印刷技術を題材に「こうなったらいいな」を形にする学びを展開

 COMPASSは、小学館集英社プロダクションと共同で展開する小中学校向け探究学習ライブラリー「SPARKE」において、エプソン販売と連携した新たな探究学習プログラムの無償提供を開始した。プログラム名は「“こうなったらいいな”を形にする 新しい印刷アイデアを考えよう!」で、全国の小・中学校の教員を対象に、2027年2月28日まで申し込みを受け付ける。

 SPARKEは、小・中学校の授業で活用できる探究学習プログラムを掲載するライブラリーで、教科単元と実社会を結び付けたテーマを扱う。子どもたちが課題を発見し、解決策を考えるプロセスを通じて、思考力、判断力、表現力、学びに向かう力を育むことを目的としている。

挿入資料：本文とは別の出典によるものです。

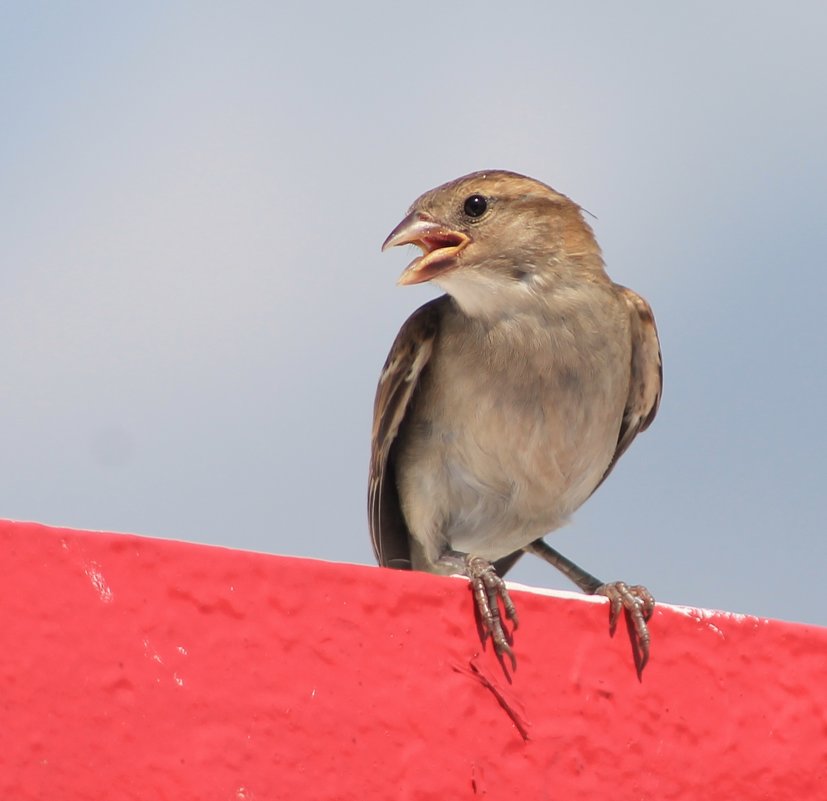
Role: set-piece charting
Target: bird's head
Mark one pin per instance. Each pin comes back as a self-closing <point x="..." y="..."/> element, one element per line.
<point x="494" y="231"/>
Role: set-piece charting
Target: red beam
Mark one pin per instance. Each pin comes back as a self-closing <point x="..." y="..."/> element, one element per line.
<point x="134" y="668"/>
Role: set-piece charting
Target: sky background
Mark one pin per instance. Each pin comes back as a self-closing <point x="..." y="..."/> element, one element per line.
<point x="194" y="309"/>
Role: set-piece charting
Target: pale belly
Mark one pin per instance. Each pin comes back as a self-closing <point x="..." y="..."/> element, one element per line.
<point x="498" y="462"/>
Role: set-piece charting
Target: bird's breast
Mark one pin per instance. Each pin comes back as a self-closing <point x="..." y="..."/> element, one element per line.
<point x="511" y="431"/>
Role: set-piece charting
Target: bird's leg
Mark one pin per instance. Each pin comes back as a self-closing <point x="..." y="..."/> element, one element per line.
<point x="489" y="589"/>
<point x="636" y="600"/>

 COMPASSは、学習eポータルとAI型教材「キュビナ」を通じて、教科学習における知識・技能の個別最適な学びを支援してきた。その一方で、子どもたちの「未来を創る力」を育む学びの時間を生み出すことを重視しており、ShoProと共同で企業連携型の探究学習プログラムを開発してきた。これまでに累計5万人を超える全国の小中学生に提供している。

 今回のプログラムでは、エプソンのインクジェット印刷技術を題材に、生活をより良くする新しい印刷アイデアを考える。児童生徒は、身の回りで使われている印刷技術の役割に気付き、生活や社会を支える情報技術への理解を深める。

 対象は小学校3年生から中学校3年生まで。総合的な学習の時間では、課題発見・解決力や探究のプロセスの実践に活用できる。特別活動や学級活動では、学級や学校の生活づくりに関連付けられるほか、中学校技術では「情報の技術」や「技術と生活や社会との関わり」の単元と接続できる。

 教材は、企業担当者によるテーマ解説の映像教材、授業で使うワークシート、教師用手引書、授業スライド、ルーブリック表、POPサンプルなどで構成される。授業時間の配分や児童生徒の活動、指導のポイント、発話例なども用意されており、教員が授業に取り入れやすい設計となっている。

 利用にはSPARKEへの会員登録が必要で、教材は無償で閲覧、ダウンロード、管理できる。企業の技術や社会での活用事例を学校の学びに接続することで、児童生徒が実社会を題材に探究する機会を広げる。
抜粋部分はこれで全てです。